於知行點頭,“所以下次見麵的時候,她也不會知道你叫什麽。她很清楚自己的認知出問題了,至於從未出現過的你,不可能在認知方麵欺騙她。這也說明,之前可能出現過類似情況。”
“你的意思是,她把人認混過?”
於知行點頭,“可能不止。

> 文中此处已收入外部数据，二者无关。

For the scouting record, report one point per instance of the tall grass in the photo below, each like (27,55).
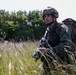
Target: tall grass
(16,59)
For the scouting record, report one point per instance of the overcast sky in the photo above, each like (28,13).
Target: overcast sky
(66,8)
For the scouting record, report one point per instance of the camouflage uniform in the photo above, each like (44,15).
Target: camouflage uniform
(59,38)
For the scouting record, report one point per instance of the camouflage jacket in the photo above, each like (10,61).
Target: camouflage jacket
(59,37)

”
不止,我心頭跳了一下,忍不住盯著於知行,“你說的不止是什麽意思?”
他腳步微頓,對我解釋道,“打個比方,或許她會把其它東西認成她的學生。你知道的,她的記憶力已經不再可靠了。”
我好像抓住了什麽重點,“記憶不可靠……如果她有記錄東西的習慣,和她的記憶力不相符,那麽她會?”
“所以她會給你鑰匙。”於知行說。
檔案室就在正前方拐角處,很快就到了,我把鑰匙攥在手裏,甚至有些汗水。
沒錯,檔案室的鑰匙。
我心下了然,又忽然想起一件事,“那你為什麽知道得這麽清楚?”我一直很好奇。
邊說著,邊擰開檔案室的門。
檔案室灰塵不少,小房間有些擠,我打開燈走進去,隻見裏麵鐵架上成排的檔案盒,還有疊靠在一起的桌椅,上麵蒙著白布。

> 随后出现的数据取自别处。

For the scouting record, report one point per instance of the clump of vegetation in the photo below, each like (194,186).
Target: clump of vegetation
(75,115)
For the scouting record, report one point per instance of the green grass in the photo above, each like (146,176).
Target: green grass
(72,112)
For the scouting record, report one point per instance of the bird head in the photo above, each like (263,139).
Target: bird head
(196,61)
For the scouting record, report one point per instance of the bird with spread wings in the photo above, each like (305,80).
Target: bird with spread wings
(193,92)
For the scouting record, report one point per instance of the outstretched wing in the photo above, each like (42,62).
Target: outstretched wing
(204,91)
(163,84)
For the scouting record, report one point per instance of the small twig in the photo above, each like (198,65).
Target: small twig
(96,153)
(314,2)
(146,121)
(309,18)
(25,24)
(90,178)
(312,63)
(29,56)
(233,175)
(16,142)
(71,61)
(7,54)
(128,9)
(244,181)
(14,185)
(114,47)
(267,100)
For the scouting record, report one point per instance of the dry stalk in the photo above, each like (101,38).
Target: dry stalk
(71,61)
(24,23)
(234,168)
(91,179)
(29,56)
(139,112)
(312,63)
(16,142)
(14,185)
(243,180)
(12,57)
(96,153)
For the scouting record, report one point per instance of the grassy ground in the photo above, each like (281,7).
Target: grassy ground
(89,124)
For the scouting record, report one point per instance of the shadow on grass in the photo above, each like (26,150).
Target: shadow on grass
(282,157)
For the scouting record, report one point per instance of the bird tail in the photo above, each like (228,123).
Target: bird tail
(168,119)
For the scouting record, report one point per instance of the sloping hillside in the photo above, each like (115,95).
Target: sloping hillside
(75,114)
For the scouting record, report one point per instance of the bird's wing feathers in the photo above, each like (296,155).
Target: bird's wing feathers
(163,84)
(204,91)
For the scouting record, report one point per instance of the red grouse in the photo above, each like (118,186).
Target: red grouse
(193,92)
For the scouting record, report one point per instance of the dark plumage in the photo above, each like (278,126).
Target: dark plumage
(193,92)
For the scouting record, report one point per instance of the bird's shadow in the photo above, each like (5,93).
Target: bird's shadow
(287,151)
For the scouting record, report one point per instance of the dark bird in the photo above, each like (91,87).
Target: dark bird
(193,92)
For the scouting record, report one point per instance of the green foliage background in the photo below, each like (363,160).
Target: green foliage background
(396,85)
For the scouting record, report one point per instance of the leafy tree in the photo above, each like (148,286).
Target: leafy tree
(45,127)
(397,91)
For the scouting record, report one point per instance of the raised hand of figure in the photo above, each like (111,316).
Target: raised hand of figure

“為什麽知道得這麽清楚?”於知行跟在我身後進來,“因為……我是於知秋啊。”
“吧嗒”一聲,門關上了。
話裏說的得輕描淡寫。
我轉過頭,見他站在門口沒動,“我知道。”
他前幾天承認過。
但他現在親口告訴我這件事,我的心跳還是有點快。胡思亂想起來,是於知秋又怎麽樣?
於知秋和於知行有什麽區別,一字之差,區別能變身嗎?
想到這兒,我差點被自己逗樂了。於知行見我這個表情,倒是嘆了口氣。他嘴唇動了動,似乎想說什麽,但最終還是率先翻開了檔案盒。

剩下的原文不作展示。